Wikipedia. (2012). “Interstate 78 in New Jersey.” http://en.wikipedia.org/wiki/Interstate_78_in_New_Jersey.

April 15, 2012

Dem bones

Bones!

This skeletal remnant has been lying near/in a trail on the Watchung Reservation for at least a few months, since the last time I came through this way.

The ribs and tibia make it something bigger than a rabbit, but the molars are reasonably small. The spot is also surrounded by gray fur. A dog, maybe, hit by a car on the nearby Glenside Avenue and rolled over here to die? I sure hope not. 😦

Just to give you a larger context.

I’m not sure why I’m more upset at the idea of a dog dying here than, say, a badger dying here.

April 14, 2012

untitled

(I have no caption for this)

This woman was searching for her dog (Percy) at Short Hills Park.

I really hope she found him. 😦

April 13, 2012

Outcrop

Just enjoyin' the view

This rock I’m sitting on was worn smooth from all the non-rule-abiding hikers (like me) who ventured off-path to enjoy the view afforded by this little outcrop in the South Mountain Reservation. I’ll bet the scene is even lovelier once everything fully turns green.

April 12, 2012

Cannonball!

The Cannon Ball House in Springfield, NJ!

The Cannon Ball House in Springfield was:

  • Built in either 1741 or 1761 (the second date is currently favored) by Dr. Jonathan Dayton
  • Originally a farmstead
  • Used as a hospital by the British during the Battle of Springfield in 1780
  • Pierced by a cannonball in its west wall during the Battle of Springfield (hence the name “Cannon Ball House”)
  • Operated as a tavern, briefly
  • A residence again, for many many years
  • The home of the Springfield Historical Society (and still is, ever since 1953)
  • Added to the National Register of Historic Places in 1977 (as the Hutchings Homestead)

Here’s what it looked like in the early 1900s:
Springfield NJ Cannon Ball House, circa 1900

 

In case you’re wondering why I keep misspelling “cannonball,” it’s because I’m using the spelling on the sign out front.

Cannon Ball House, see, it says so right there.

 

Also in case you’re wondering, two of my references were bronze plaques nailed near the front door:
Plaques!

 

Just to confuse things, there’s another historical Osborne Cannonball House in nearby Scotch Plains (also Union County), which was ALSO built c.1760, and ALSO pierced by a cannonball during the Revolutionary War. This is NOT that house.

 

References:

New Jersey State Chapter: Daughters of Founders and Patriots of America. (1957). “The Cannonball House.” (Sign marker). Documented April 2012.

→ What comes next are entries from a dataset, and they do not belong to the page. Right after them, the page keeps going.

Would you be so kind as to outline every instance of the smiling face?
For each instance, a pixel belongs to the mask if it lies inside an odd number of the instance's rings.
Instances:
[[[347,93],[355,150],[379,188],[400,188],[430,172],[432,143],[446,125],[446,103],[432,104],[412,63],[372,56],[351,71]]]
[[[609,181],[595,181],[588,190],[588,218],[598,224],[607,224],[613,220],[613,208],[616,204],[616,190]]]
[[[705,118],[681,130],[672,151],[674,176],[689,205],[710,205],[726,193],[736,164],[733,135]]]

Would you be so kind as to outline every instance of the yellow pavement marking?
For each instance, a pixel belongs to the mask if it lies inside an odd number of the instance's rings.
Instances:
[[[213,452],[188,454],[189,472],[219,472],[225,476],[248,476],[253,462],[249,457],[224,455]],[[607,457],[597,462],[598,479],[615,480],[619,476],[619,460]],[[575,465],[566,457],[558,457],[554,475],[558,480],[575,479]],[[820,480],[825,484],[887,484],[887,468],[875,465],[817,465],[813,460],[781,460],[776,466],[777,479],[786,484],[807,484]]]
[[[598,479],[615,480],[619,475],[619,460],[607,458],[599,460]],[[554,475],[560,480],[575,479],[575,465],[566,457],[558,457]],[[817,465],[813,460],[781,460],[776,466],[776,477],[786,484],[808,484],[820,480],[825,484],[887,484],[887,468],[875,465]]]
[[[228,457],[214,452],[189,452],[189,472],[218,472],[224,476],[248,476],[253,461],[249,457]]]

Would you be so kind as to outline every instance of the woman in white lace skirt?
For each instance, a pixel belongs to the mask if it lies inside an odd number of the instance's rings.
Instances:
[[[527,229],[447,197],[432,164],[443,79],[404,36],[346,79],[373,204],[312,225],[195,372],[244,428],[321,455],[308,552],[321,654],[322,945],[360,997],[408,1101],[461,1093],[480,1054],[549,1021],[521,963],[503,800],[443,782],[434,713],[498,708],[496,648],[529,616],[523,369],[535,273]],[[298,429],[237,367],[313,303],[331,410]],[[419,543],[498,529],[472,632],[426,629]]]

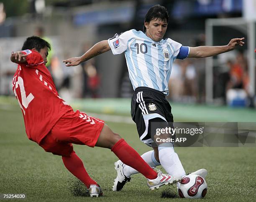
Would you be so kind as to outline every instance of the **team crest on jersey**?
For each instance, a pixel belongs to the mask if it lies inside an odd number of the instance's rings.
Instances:
[[[113,42],[113,45],[114,45],[115,48],[118,48],[119,46],[120,46],[120,42],[119,42],[119,40],[118,39]]]
[[[154,104],[151,103],[148,105],[148,109],[150,111],[155,111],[156,110],[156,106]]]
[[[164,51],[164,59],[166,60],[169,59],[169,53],[168,51]]]
[[[23,51],[25,52],[27,55],[30,54],[30,53],[32,52],[32,51],[31,50],[23,50]]]

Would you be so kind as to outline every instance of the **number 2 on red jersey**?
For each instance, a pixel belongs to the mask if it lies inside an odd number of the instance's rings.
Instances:
[[[18,86],[20,86],[20,95],[21,96],[21,103],[20,103],[20,100],[19,100],[18,97],[17,95],[17,92],[16,92],[16,89],[18,87]],[[24,82],[23,82],[23,79],[20,77],[18,76],[18,80],[16,82],[15,84],[15,86],[13,90],[13,92],[14,95],[17,97],[17,99],[20,105],[20,107],[23,111],[24,115],[25,115],[25,112],[23,106],[27,109],[28,107],[28,105],[31,101],[34,98],[34,97],[33,95],[31,92],[29,93],[27,97],[26,96],[26,92],[25,91],[25,87],[24,87]]]

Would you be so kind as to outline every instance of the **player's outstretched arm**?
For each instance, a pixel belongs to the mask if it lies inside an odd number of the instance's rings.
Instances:
[[[25,54],[21,51],[18,51],[14,52],[12,52],[10,59],[13,62],[15,63],[23,63],[26,61],[26,57],[28,54]]]
[[[88,60],[110,50],[110,47],[108,45],[108,40],[104,40],[96,43],[82,56],[71,57],[64,60],[62,62],[65,62],[67,67],[77,66],[83,62]]]
[[[243,46],[244,44],[244,42],[243,41],[244,39],[244,37],[232,39],[226,45],[190,47],[188,57],[206,57],[228,52],[234,50],[236,46]]]

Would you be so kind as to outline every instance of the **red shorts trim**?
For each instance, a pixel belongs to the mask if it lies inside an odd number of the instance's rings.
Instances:
[[[47,152],[70,156],[72,144],[95,146],[104,125],[103,121],[77,110],[67,112],[57,122],[39,145]]]

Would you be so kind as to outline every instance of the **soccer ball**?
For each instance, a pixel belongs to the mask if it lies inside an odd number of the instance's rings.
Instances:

Sanfranman59. (Last edit April 3, 2012). “National Register of Historic Places listings in Union County, New Jersey.” Wikipedia. http://en.wikipedia.org/wiki/List_of_Registered_Historic_Places_in_Union_County,_New_Jersey.

Turner, J. and Koles, R.T. (2004). Images of America: Springfield. Arcadia Publishing: Charleston, SC. ISBN 0738536180.

United States Department of the Interior (n.d.). “National Register of Historic Places.” (Sign marker). Documented April 2012.

April 11, 2012

Abandoned chorister

Just hangin' out. You know.

Just, y’know, a choir boy on the side of the road.

At the church I used to go to, this is almost identically the outfit that the kindergarten choir had to wear, right down to the big black bow. We always pitied them.